Les limites des applications :

  • Une légère courbe d’apprentissage. Quelques minutes de configuration sont nécessaires au départ.
  • Temps d’écran. Si une partie de l'attrait du loisir créatif est de fuir les écrans, une application peut aller à l'encontre de cela — bien que la plupart des utilisateurs trouvent qu'un simple tapotement est bien moins accaparant que de faire défiler les réseaux sociaux.
  • Confiance envers le service. Choisissez une application qui vous permet d'exporter vos données pour ne jamais être bloqué.

C'est pour combler ce vide que Stitch'n Craft a été conçue : un compteur de rangs que vous pouvez utiliser à une main, des compteurs multiples et des rappels liés aux rangs, ainsi qu'un stock de laine que vous pouvez lier directement à vos créations — le compte, le patron et les matériaux sont tous au même endroit. Vous pouvez commencer à suivre un projet avec le compteur de rangs et n'ajouter que le niveau de détail dont vous avez envie.

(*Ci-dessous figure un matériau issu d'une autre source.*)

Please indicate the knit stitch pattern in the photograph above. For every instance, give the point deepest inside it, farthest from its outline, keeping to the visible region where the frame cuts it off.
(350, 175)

Comparaison rapide et honnête

Besoin Papier Tableur Application
Comptage de rangs direct OK avec un compteur Médiocre Excellent
Archives de projets Bon Excellent Bon
Calculs & % progression Aucun Excellent Bon
Sauvegarde & synchro Aucune Bon Excellent
Rappels Manuel Aucun Intégré
Zéro distraction Excellent Passable Passable
Effort de configuration Aucun Moyen Faible

Aucune colonne n'emporte la mise sur tous les points — c'est exactement pourquoi tant de créatifs finissent par combiner les méthodes.

Le meilleur système est souvent hybride

Voici le secret partagé par de nombreux créatifs expérimentés : vous n’avez pas à choisir une seule méthode. La combinaison idéale pour la plupart se présente ainsi :

  • Une application (ou un compteur) pour le suivi en temps réel — l'outil que vous manipulez constamment doit être rapide et infaillible.
  • Quelques notes pour les détails — modifications, croquis rapide, rappel du type « cette section était délicate, réduire d'une taille la prochaine fois ». Un papier ou le champ de notes d'une application conviennent parfaitement.
  • Un tableur ou la bibliothèque de votre application pour la mémoire à long terme — l'historique consultable de ce que vous avez réalisé, avec les spécifications que vous souhaiterez retrouver en tricotant à nouveau ce patron dans deux ans.

Adaptez l'outil à la fréquence de la tâche. Les actions fréquentes (compter) demandent de la rapidité et de la fiabilité. Les actions ponctuelles (noter l'échantillon une fois) tolèrent un peu plus de friction en échange de puissance.

Comment choisir concrètement

Répondez honnêtement à ces trois questions :

  1. Où perdez-vous votre place ? Si c'est le compte de rangs, privilégiez un outil rapide et fiable : une application ou un compteur manuel. Si c'est « quelle aiguille ai-je utilisée ? », privilégiez un historique consultable : un tableur ou la bibliothèque d'une application.
  2. Allez-vous le maintenir ? Un tableur n'est efficace que si vous êtes discipliné pour le mettre à jour. Si « je corrigerai la formule plus tard » ressemble à votre manière de faire, une application toute prête vous enlève ce fardeau.
  3. Que créez-vous ? Des projets simples n'ont besoin que d'un compteur et d'un post-it. Des vêtements complexes avec des diminutions, plusieurs pièces et des ajustements sur-mesure méritent un système qui centralise toutes ces informations.

Il n'y a pas de mauvaise réponse ici — seulement le système que vous aurez envie d'utiliser. Le système de suivi le plus sophistiqué ne vaut rien s’il est trop contraignant à ouvrir, et le plus humble des post-its est génial s'il vous ramène toujours au bon rang.

Commencez petit et laissez-le évoluer

N'essayez pas de construire le système parfait avant votre prochain montage de mailles. Choisissez la méthode qui convient au projet actuel, utilisez-la d'un bout à l'autre et observez ce qui vous frustre. Cette friction vous indiquera exactement ce qu'il faut ajouter ensuite — peut-être une sauvegarde, des rappels, ou une bibliothèque de recherche.

Le suivi n'est pas une question de bureaucratie ; c'est une question de respect pour les heures que vous avez déjà investies. Quelques secondes consacrées à noter où vous en êtes transforment le « je n'ai aucune idée d'où j'en étais » en « ah oui, rang 48, je passe aux emmanchures » — et vous ramènent à ce que vous préférez : créer.